News / Opinion / Editorials

In Our View: Salaries a Sad Commentary

Top-paid state employees are football coaches -- but that's not the real issue

The Columbian
Published: June 18, 2014, 5:00pm

The fact that the highest-paid state employees in Washington are football coaches highlights some of our societal problems — but not for the reasons you might think.

On Monday, the state Office of Financial Management posted a database of state employee salaries. The most lucrative jobs for 2013: University of Washington football coach Steve Sarkisian was paid $2.63 million and Washington State coach Mike Leach earned $2.33 million. The only other state employee to make more than $1 million was UW basketball coach Lorenzo Romar, and he was followed by WSU basketball coach Ken Bone, UW football defensive coordinator Justin Wilcox, and UW athletic director Scott Woodward. (Sarkisian left for the University of Southern California late last year, and Wilcox went with him; Bone was fired earlier this year.) It’s not until you get to WSU president Elson Floyd, seventh on the list at $662,560, that you find somebody who doesn’t make their living from fun and games.

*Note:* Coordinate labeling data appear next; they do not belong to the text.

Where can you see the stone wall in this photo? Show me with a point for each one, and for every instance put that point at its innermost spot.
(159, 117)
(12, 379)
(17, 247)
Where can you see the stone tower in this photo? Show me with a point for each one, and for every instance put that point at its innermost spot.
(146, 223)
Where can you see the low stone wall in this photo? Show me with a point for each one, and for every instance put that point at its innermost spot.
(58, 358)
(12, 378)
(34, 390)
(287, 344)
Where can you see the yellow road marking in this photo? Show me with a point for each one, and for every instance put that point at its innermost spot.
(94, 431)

In this regard, Washington is little different from most other states. According to a Deadspin.com article last year, the highest-paid public employee in each state was a college football coach in 27 cases and a college basketball coach in 13 others. In most of the remaining states, the most lucrative state job was either college president or head of a medical school.

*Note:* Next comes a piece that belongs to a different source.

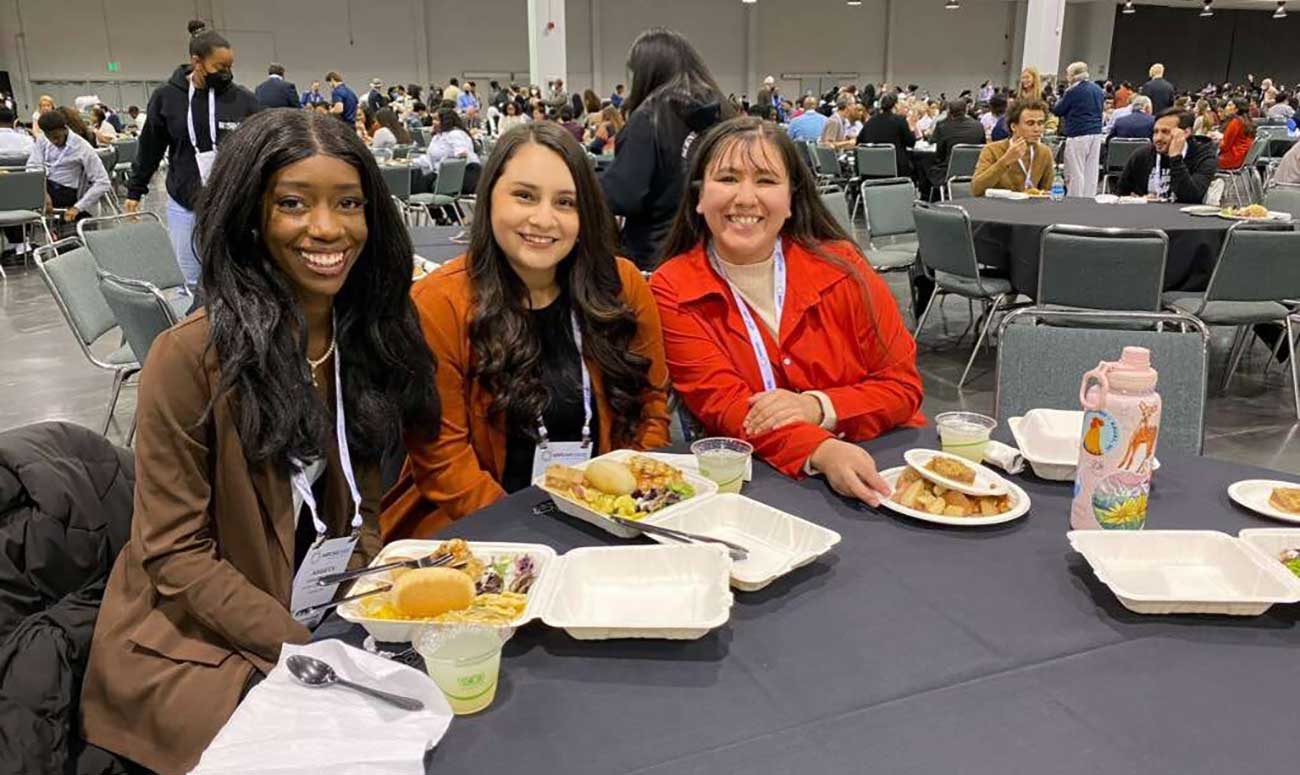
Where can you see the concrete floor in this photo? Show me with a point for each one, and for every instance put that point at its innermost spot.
(43, 376)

We’re guessing that many people would agree that college president or medical school dean is slightly more beneficial to humanity than being a football coach. We’re guessing that many people look at such statistics and question the priorities of their state institutions. But it is important to note that the salaries of coaches and the salaries of university presidents represent an apples-to-oranges comparison. The salaries of coaches — at least at big-time athletic programs — do not come from taxpayers but from revenue generated by the program. According to the U.S. Department of Education, the University of Washington’s football program generated $56.4 million in revenue during the 2012-13 school year (WSU’s football program generated $26.9 million).

So, schools are paying coaches based upon how much revenue they can generate — at least in theory. And coaches are seeking to maximize their salaries based upon what the market will bear — just like employees in any other endeavor. The societal problems don’t come from schools using taxpayer money for outlandish salaries, because that’s not how it works. No, the problems are three-fold:

o Coaches don’t generate wins and revenue on their own. The players do the bulk of the work, and yet they don’t get paid. Many of them receive scholarships, but they have no opportunity to offer their services for fair market value.

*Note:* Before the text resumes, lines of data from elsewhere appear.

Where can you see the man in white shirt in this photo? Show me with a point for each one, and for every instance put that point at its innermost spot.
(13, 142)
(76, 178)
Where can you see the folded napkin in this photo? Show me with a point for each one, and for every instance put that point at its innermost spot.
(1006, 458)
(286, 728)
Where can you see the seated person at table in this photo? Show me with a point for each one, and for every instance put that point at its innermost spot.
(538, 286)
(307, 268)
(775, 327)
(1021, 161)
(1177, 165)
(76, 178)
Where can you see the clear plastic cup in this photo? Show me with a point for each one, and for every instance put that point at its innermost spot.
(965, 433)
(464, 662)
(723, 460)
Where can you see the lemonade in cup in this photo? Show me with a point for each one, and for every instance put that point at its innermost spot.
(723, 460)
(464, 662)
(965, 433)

o The fact that athletic programs are financially divorced from the university at large demonstrates the disconnect between education and big-time college athletics. At the most prominent programs, athletes are little more than mercenaries.

o The amount of revenue generated by athletics is reason to question our societal priorities. Many states have cut funding for higher education in recent years (the Washington Legislature provided a big increase last year) as governments have dealt with an anti-tax tsunami from the public. But that same public thinks nothing of, for example, providing the University of Texas football program with $109 million in revenue during 2013.

Reports of state-employee salaries always make good fodder for discussion. But instead of talking about where the money goes, perhaps we should focus on where it comes from.